研究課題/領域番号 |
16360244
|
研究機関 | 京都大学 |
研究代表者 |
田中 賢治 京都大学, 防災研究所, 助手 (30283625)
|
研究分担者 |
中北 英一 京都大学, 防災研究所, 教授 (70183506)
戎 信宏 愛媛大学, 農学部, 助教授 (60176782)
市川 温 京都大学, 地球環境学堂, 助手 (30293963)
樋口 篤志 千葉大学, 環境リモートセンシング研究センター, 助教授 (90324384)

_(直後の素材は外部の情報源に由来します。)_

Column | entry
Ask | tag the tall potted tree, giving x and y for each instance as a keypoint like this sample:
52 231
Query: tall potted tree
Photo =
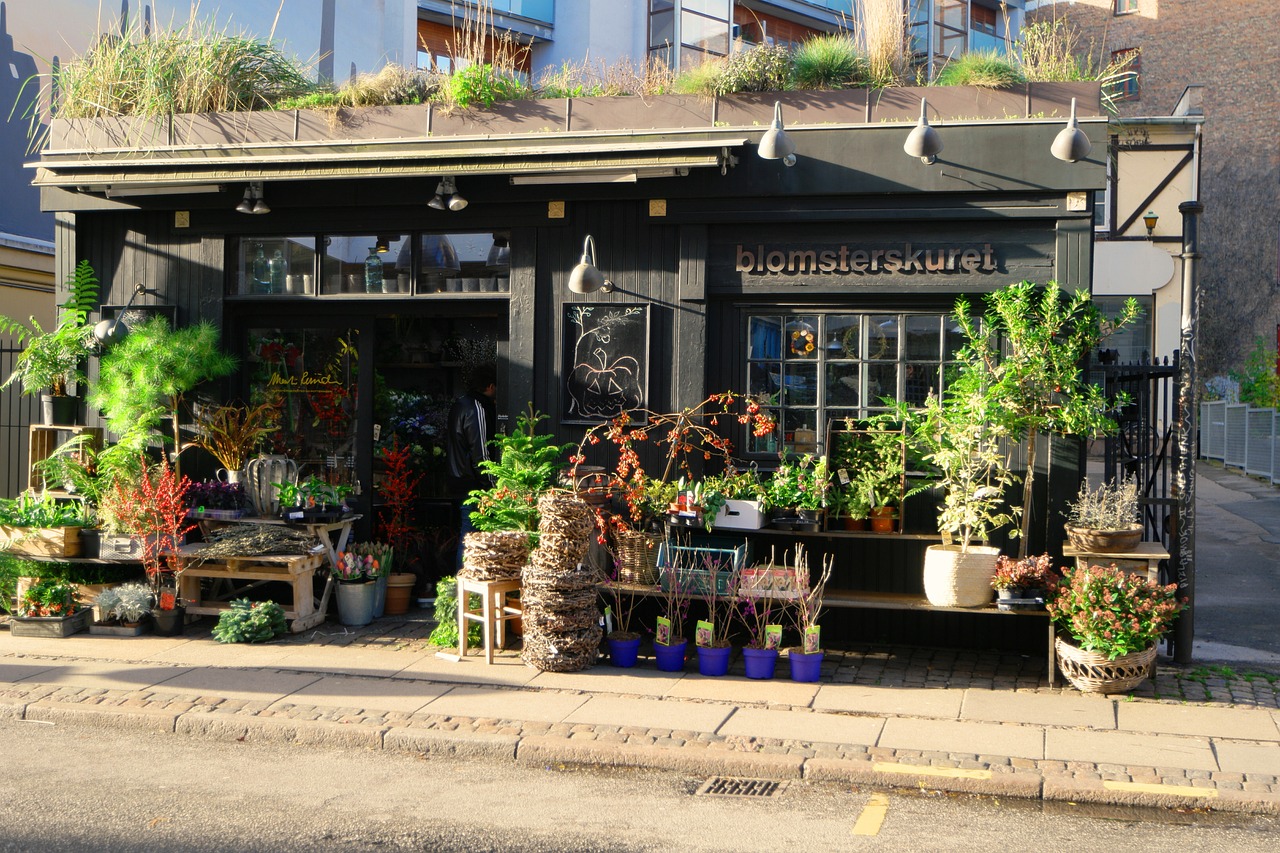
1028 352
53 360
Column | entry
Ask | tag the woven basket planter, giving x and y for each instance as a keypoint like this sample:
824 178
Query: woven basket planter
1093 541
1093 673
955 579
638 557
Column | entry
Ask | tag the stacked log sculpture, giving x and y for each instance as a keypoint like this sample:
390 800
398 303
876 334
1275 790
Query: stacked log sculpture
562 617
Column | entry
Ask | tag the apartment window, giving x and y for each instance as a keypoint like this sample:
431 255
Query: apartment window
1127 87
809 369
684 33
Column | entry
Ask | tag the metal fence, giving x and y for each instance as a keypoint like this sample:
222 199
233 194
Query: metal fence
1242 437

玉川 一郎 岐阜大学, 流域圏科学研究センター, 助教授 (40273198)
|
キーワード | 積雪・融雪過程 / 土壌水分 / 人工排熱 / 大気-陸面相互作用 / CReSiBUC / 地表面加熱 / 水・熱収支 / 降水短時間予測 |
研究概要 |
2005-2006の冬季は各地で観測記録を更新するなど、大雪に見舞われた。本プロジェクトの積雪観測サイトである余呉高原スキー場でも最大で3m以上の積雪を記録し、4月に入っても1m以上の積雪が残るなど、多雪年であった。昨年度から観測を開始した積雪観測システム(積雪深、気温・湿度、風向・風速、日射量、土壌水分量プロファイル、積雪温度・地中温度プロファイル)に、新たに重量式雨量計を追加し、観測を強化した。 日本のような湿潤域において、土壌水分等の地表面状態が降水に与える影響はこれまであまり議論されていない。本研究では、詳細な陸面過程モデルを組み込んだ非静力数値気象モデル(ARPS-SiBUCおよびCReSiBUC)を用いたいくつかの数値実験を通じて、夏季の対流性降雨の発生・発達に対する地表面加熱や土壌水分状態の影響について検討したところ、現実的な範囲の土壌水分量や人工排熱量の変化により降雨の位置や強度が変化するという結果を得た。これは日本の夏季のように豊富な水蒸気が周囲から供給される条件下においては陸面加熱による水蒸気収束の増加が降水の強化につながることを示唆するものである。このことから、陸面過程が軽視されがちな降水短期予報においても、詳細な陸面過程モデルを組み込むことに加え、適切な土壌水分量初期値や人工排熱量分布を与える必要性があるといえる。 さらに、降水短期予報のための陸面(土壌水分)初期値作成を想定し、試験的に2001年5月から8月の4ヶ月間について陸面データ同化を実施した。現業の気象観測(地上気象観測、AMeDAS、高層気象観測)データを駆使して、気象強制力メッシュデータを日本全域について空間解像度約5kmで作成し、陸面過程モデルによるオフライン計算を実行した。夏期(湿潤期)という期間内においても、ボーエン比などに見られる熱収支特性が日々変化し、またその変動幅も場所により大きく異なることが示された。